A negativa foi justificada pela preservação do gramado e pela janela de manutenção necessária antes de um evento marcado para o estádio: uma partida da NFL, a liga de futebol americano dos Estados Unidos, prevista para 27 de setembro de 2026 no Maracanã.

O uso do estádio por clubes que não são os administradores é regulado por acordo. No caso do Vasco, o entendimento em vigor com Flamengo e Fluminense previa oito datas no período que abrange 2025 e 2026.

O que está em jogo

Além da vaga na semifinal, o classificado das quartas de final garante mais R$ 9 milhões em premiação paga pela CBF. É a cota que torna cada etapa da Copa do Brasil especialmente valiosa para clubes de orçamento médio, já que o valor entra no caixa independentemente do desempenho no campeonato nacional de pontos corridos.

O segundo jogo das quartas de final está confirmado para 2 de setembro de 2026, também às 21h30, no Barradão, em Salvador.

Situação até o fechamento desta reportagem

Até 21 de agosto de 2026, a Justiça ainda não havia autorizado a realização da partida no Maracanã. Isso significa que, enquanto não houver decisão, a definição do palco do jogo de ida permanece em aberto, com o Vasco precisando indicar alternativa caso o pedido não seja acolhido a tempo.

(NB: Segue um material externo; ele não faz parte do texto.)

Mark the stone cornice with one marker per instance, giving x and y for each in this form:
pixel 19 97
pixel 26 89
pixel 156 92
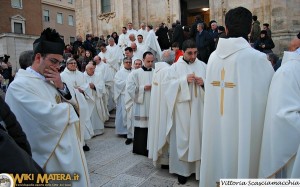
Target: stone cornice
pixel 58 5
pixel 13 35
pixel 106 16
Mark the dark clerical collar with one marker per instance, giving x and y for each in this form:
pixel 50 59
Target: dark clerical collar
pixel 146 69
pixel 187 61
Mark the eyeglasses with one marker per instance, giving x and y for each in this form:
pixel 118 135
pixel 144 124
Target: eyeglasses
pixel 54 60
pixel 192 53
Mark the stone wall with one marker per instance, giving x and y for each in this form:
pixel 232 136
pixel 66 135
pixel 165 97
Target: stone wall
pixel 89 18
pixel 14 45
pixel 282 15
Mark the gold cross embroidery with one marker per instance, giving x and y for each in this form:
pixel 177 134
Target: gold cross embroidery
pixel 223 85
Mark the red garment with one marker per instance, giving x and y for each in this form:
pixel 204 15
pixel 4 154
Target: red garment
pixel 178 54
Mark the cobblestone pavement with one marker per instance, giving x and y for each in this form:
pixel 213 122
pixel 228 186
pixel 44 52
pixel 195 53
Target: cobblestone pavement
pixel 111 163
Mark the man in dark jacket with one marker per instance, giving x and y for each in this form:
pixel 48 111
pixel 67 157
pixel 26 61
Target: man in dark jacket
pixel 203 41
pixel 76 44
pixel 178 34
pixel 162 37
pixel 193 31
pixel 14 147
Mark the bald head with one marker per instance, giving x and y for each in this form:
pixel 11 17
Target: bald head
pixel 132 37
pixel 295 44
pixel 97 59
pixel 133 46
pixel 90 69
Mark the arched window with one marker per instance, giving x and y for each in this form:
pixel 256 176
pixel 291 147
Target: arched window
pixel 105 6
pixel 17 24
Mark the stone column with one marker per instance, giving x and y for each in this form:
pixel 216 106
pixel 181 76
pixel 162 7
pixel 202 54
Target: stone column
pixel 135 14
pixel 174 10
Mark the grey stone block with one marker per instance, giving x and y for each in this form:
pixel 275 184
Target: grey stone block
pixel 157 182
pixel 124 180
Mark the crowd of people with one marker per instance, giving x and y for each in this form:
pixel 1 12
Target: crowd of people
pixel 193 100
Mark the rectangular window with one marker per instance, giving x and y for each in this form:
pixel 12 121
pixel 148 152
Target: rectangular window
pixel 71 20
pixel 105 6
pixel 72 40
pixel 59 18
pixel 16 3
pixel 46 15
pixel 18 29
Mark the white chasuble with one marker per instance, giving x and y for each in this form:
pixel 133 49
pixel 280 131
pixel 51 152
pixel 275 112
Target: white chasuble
pixel 236 89
pixel 112 60
pixel 129 108
pixel 51 126
pixel 75 79
pixel 158 113
pixel 281 137
pixel 141 98
pixel 117 53
pixel 96 96
pixel 185 103
pixel 119 97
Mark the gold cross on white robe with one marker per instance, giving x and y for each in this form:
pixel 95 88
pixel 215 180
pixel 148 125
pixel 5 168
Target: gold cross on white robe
pixel 223 85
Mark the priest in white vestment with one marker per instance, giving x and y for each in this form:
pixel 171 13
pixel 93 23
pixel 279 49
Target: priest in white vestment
pixel 43 105
pixel 280 152
pixel 137 53
pixel 139 89
pixel 143 31
pixel 183 89
pixel 130 29
pixel 140 43
pixel 152 45
pixel 236 90
pixel 129 104
pixel 112 61
pixel 119 97
pixel 108 77
pixel 123 39
pixel 158 113
pixel 115 50
pixel 74 79
pixel 94 88
pixel 132 39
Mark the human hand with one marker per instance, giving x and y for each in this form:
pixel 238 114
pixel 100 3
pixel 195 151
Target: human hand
pixel 52 74
pixel 80 90
pixel 92 86
pixel 199 81
pixel 190 78
pixel 147 87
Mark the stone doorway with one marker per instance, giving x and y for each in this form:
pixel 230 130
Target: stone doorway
pixel 191 8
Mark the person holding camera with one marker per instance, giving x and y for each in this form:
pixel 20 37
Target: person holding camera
pixel 264 44
pixel 6 72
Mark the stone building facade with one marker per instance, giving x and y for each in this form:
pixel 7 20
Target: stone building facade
pixel 61 16
pixel 20 24
pixel 282 15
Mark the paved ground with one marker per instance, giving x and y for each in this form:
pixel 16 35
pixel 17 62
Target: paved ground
pixel 111 163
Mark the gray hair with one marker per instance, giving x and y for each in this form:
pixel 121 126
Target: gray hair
pixel 26 59
pixel 126 59
pixel 201 25
pixel 168 56
pixel 111 39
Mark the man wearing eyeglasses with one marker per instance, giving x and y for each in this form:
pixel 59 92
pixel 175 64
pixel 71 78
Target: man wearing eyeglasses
pixel 74 79
pixel 43 105
pixel 119 97
pixel 184 94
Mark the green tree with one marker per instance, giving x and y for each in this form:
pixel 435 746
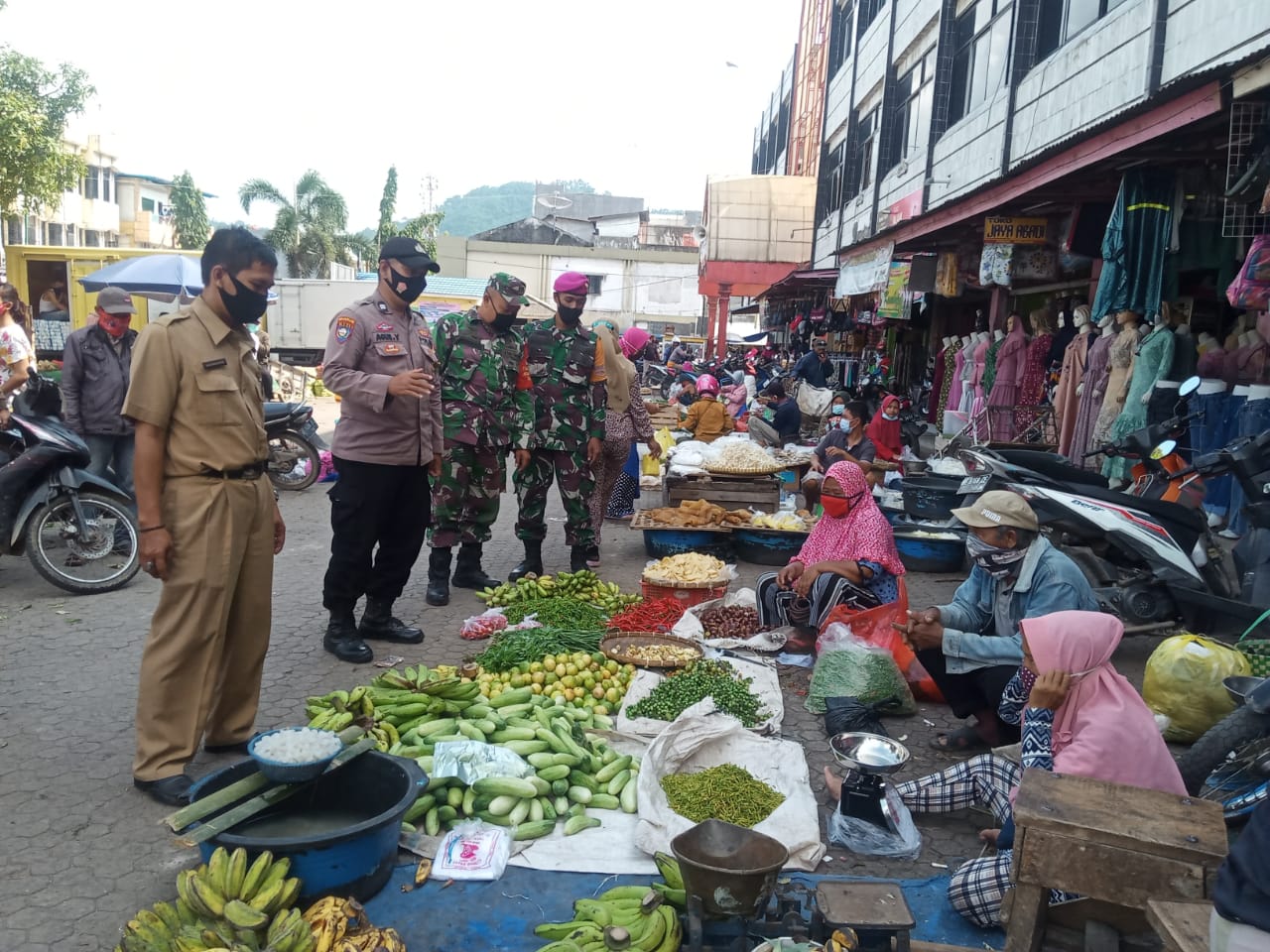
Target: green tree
pixel 35 103
pixel 309 229
pixel 190 213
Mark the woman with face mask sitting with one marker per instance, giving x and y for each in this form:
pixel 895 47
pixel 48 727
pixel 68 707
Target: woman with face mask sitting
pixel 1079 716
pixel 847 442
pixel 848 556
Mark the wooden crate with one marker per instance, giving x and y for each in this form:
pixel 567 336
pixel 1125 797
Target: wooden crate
pixel 762 493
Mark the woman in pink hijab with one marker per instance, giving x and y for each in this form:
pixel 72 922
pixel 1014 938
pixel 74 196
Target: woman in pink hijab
pixel 1080 716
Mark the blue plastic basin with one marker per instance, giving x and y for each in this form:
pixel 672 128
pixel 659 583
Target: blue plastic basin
pixel 354 861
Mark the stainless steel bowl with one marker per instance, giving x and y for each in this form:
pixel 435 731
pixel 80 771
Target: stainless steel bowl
pixel 869 753
pixel 1239 685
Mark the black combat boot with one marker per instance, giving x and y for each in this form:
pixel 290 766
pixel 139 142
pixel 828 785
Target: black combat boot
pixel 532 561
pixel 343 640
pixel 379 622
pixel 439 578
pixel 468 574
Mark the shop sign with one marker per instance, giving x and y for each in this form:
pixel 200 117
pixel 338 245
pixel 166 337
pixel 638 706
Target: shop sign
pixel 864 272
pixel 894 299
pixel 1017 231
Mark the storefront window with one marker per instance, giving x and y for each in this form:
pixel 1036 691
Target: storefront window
pixel 980 55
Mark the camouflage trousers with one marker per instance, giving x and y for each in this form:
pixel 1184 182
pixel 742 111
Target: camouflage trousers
pixel 465 498
pixel 575 484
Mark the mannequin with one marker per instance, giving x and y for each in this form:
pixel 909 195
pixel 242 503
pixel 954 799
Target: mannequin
pixel 1075 358
pixel 1005 388
pixel 1091 391
pixel 1151 361
pixel 1120 366
pixel 1035 371
pixel 1254 413
pixel 968 347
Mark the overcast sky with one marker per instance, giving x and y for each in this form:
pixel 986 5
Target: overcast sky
pixel 635 98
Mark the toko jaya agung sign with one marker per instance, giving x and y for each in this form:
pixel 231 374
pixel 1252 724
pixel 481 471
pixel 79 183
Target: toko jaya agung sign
pixel 1017 231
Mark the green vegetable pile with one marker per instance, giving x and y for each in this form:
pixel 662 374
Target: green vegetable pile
pixel 862 671
pixel 726 792
pixel 563 613
pixel 511 649
pixel 697 682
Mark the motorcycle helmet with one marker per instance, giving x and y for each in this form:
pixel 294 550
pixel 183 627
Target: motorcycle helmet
pixel 707 385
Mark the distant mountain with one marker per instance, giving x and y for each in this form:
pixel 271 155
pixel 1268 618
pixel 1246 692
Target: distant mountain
pixel 489 206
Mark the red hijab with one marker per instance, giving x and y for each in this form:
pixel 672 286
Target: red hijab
pixel 885 433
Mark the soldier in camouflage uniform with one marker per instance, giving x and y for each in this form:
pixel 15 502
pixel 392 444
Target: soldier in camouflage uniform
pixel 484 414
pixel 564 370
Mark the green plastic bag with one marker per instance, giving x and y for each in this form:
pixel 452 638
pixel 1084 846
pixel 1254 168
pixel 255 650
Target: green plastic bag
pixel 1184 683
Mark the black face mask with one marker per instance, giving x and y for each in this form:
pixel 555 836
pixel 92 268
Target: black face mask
pixel 413 286
pixel 246 306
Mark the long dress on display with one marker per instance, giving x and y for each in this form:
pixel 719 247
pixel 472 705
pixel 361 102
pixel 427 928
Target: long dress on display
pixel 1119 362
pixel 1066 399
pixel 1096 368
pixel 1155 357
pixel 938 377
pixel 1035 372
pixel 1005 390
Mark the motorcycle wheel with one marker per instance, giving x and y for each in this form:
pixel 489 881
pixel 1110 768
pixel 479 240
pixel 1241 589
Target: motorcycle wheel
pixel 294 462
pixel 82 562
pixel 1229 763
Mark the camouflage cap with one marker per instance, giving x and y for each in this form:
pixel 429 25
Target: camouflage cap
pixel 509 289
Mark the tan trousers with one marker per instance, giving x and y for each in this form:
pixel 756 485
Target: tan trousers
pixel 202 661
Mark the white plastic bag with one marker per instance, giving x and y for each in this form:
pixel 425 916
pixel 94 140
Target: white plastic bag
pixel 869 839
pixel 699 739
pixel 472 851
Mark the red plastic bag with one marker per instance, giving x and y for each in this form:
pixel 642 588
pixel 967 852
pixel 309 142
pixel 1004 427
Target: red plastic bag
pixel 873 626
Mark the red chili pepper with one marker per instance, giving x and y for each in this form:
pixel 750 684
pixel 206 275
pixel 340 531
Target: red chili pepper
pixel 659 615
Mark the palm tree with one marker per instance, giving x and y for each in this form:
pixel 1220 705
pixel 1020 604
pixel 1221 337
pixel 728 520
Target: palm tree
pixel 308 231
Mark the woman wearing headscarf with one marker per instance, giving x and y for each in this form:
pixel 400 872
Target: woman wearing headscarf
pixel 849 548
pixel 625 420
pixel 884 430
pixel 1079 716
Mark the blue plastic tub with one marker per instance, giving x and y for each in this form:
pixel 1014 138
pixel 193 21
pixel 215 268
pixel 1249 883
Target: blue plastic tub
pixel 940 552
pixel 353 861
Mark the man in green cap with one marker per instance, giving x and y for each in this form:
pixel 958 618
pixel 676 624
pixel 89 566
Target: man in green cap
pixel 483 416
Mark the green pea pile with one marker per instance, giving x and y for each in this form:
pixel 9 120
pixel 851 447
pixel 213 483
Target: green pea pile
pixel 697 682
pixel 725 792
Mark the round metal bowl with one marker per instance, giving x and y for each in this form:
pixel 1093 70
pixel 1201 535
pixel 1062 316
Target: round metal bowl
pixel 869 753
pixel 1239 685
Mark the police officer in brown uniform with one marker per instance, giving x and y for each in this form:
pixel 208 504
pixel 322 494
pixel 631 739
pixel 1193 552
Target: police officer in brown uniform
pixel 208 520
pixel 381 361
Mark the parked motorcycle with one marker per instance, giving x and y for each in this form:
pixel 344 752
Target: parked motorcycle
pixel 1230 762
pixel 76 529
pixel 294 460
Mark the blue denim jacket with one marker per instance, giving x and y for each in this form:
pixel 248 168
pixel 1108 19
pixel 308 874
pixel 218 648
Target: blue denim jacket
pixel 1048 581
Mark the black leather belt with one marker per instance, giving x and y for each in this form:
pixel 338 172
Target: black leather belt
pixel 248 472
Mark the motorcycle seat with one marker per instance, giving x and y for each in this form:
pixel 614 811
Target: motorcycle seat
pixel 1057 467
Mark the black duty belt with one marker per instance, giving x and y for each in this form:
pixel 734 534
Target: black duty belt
pixel 248 472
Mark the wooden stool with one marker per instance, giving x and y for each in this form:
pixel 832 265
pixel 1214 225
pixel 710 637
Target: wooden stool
pixel 1183 927
pixel 1120 844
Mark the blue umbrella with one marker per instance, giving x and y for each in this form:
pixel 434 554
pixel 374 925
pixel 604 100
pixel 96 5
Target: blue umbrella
pixel 172 276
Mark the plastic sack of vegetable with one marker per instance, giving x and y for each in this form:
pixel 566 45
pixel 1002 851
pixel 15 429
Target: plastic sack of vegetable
pixel 1184 683
pixel 869 839
pixel 847 666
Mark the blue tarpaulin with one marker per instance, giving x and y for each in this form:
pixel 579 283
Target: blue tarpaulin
pixel 500 915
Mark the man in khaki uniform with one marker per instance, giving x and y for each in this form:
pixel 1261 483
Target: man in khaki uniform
pixel 381 361
pixel 208 521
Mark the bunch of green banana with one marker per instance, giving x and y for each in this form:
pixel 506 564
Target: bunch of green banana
pixel 574 772
pixel 624 918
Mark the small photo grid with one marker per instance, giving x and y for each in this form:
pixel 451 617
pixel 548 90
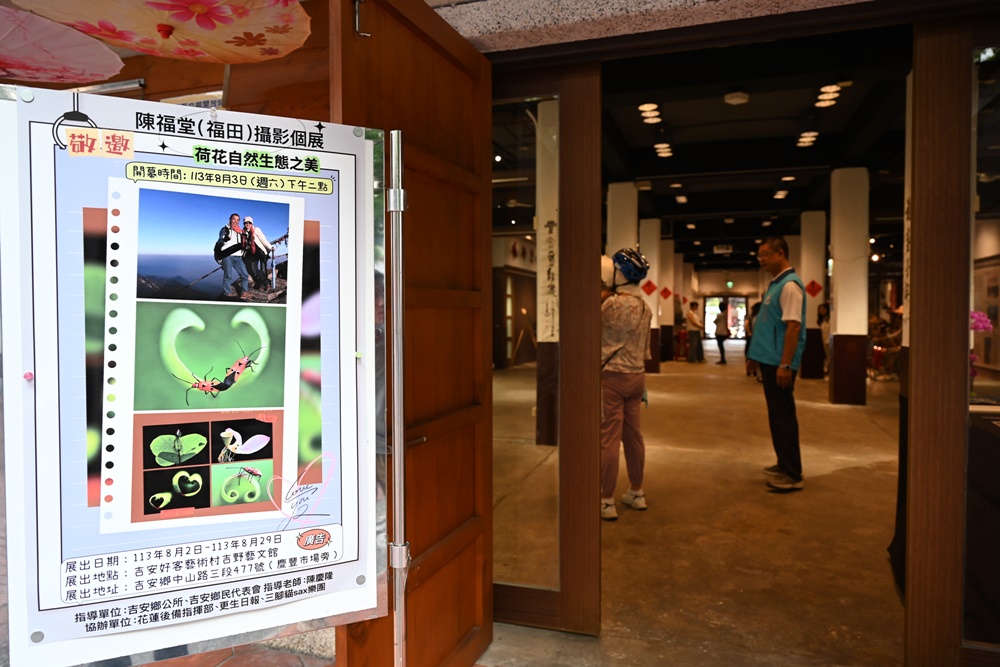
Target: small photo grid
pixel 229 463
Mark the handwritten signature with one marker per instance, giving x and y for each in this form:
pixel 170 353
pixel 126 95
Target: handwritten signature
pixel 299 498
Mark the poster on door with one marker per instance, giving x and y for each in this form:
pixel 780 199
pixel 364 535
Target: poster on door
pixel 189 373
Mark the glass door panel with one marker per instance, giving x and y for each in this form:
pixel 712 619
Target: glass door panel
pixel 525 330
pixel 982 548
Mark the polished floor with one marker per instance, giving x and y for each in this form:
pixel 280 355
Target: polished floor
pixel 719 570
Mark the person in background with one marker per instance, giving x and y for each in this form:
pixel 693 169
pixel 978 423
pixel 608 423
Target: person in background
pixel 625 320
pixel 722 330
pixel 232 261
pixel 748 323
pixel 695 330
pixel 256 250
pixel 823 320
pixel 778 341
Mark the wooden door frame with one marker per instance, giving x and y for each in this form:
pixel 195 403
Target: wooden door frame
pixel 576 605
pixel 943 95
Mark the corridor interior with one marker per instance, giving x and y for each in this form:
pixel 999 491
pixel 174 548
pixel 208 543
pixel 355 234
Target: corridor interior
pixel 719 570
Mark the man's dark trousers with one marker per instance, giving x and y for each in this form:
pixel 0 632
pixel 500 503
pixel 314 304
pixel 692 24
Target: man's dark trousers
pixel 783 421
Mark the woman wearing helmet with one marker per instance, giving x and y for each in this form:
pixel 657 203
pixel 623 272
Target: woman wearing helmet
pixel 625 321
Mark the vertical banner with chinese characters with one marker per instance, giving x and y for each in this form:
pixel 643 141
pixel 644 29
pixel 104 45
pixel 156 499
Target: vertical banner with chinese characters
pixel 189 337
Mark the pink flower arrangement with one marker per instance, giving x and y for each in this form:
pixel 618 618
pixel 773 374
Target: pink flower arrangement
pixel 978 321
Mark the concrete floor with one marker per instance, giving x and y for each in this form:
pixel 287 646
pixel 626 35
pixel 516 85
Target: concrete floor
pixel 719 570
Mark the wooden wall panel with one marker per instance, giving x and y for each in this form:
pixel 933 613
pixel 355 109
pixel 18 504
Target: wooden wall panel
pixel 440 342
pixel 939 343
pixel 445 466
pixel 434 635
pixel 435 256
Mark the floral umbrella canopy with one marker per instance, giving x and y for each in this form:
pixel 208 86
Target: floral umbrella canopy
pixel 33 48
pixel 215 31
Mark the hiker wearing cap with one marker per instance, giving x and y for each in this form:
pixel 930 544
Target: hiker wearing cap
pixel 256 250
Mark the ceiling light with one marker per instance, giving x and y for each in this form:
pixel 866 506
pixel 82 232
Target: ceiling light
pixel 737 98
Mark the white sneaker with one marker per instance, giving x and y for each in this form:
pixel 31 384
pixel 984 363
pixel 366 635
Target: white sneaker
pixel 634 499
pixel 608 511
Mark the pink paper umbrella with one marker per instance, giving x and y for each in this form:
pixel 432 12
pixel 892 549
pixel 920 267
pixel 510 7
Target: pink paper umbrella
pixel 33 48
pixel 215 31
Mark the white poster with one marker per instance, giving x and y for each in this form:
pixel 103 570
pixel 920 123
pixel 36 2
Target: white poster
pixel 189 373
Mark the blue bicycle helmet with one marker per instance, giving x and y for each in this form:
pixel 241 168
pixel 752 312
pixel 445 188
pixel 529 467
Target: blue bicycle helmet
pixel 631 263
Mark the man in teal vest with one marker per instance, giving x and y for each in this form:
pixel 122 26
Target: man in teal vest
pixel 779 338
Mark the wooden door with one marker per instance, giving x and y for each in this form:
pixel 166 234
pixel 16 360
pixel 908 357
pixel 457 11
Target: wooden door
pixel 416 74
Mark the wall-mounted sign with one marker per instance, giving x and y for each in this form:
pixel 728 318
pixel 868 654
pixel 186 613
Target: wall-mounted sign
pixel 189 373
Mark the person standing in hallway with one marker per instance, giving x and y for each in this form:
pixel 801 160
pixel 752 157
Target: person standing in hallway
pixel 722 330
pixel 779 338
pixel 695 327
pixel 625 321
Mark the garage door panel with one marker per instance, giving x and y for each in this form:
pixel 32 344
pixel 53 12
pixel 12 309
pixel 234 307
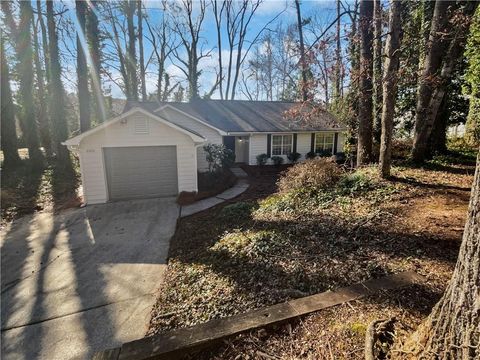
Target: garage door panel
pixel 141 172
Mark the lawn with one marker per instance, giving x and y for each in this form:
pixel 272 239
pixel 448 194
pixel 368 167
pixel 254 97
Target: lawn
pixel 264 248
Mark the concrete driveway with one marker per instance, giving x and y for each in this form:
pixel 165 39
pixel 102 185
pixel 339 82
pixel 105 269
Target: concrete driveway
pixel 84 280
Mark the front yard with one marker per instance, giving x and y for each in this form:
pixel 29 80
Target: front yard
pixel 265 248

Situações como essa não são raras no calendário brasileiro. Estádios de grande porte operam com agenda compartilhada entre clubes, shows e eventos internacionais, e a manutenção do gramado costuma ser o ponto de atrito, porque exige intervalos que nem sempre cabem entre uma competição e outra. Quando o impasse não é resolvido administrativamente, a discussão migra para o Judiciário, como ocorreu aqui.

Para o Vitória, a definição interessa diretamente: o adversário e a data já estão fixados, mas o palco do primeiro confronto altera a logística de viagem, o esquema de hospedagem e o planejamento da delegação para a semana da partida.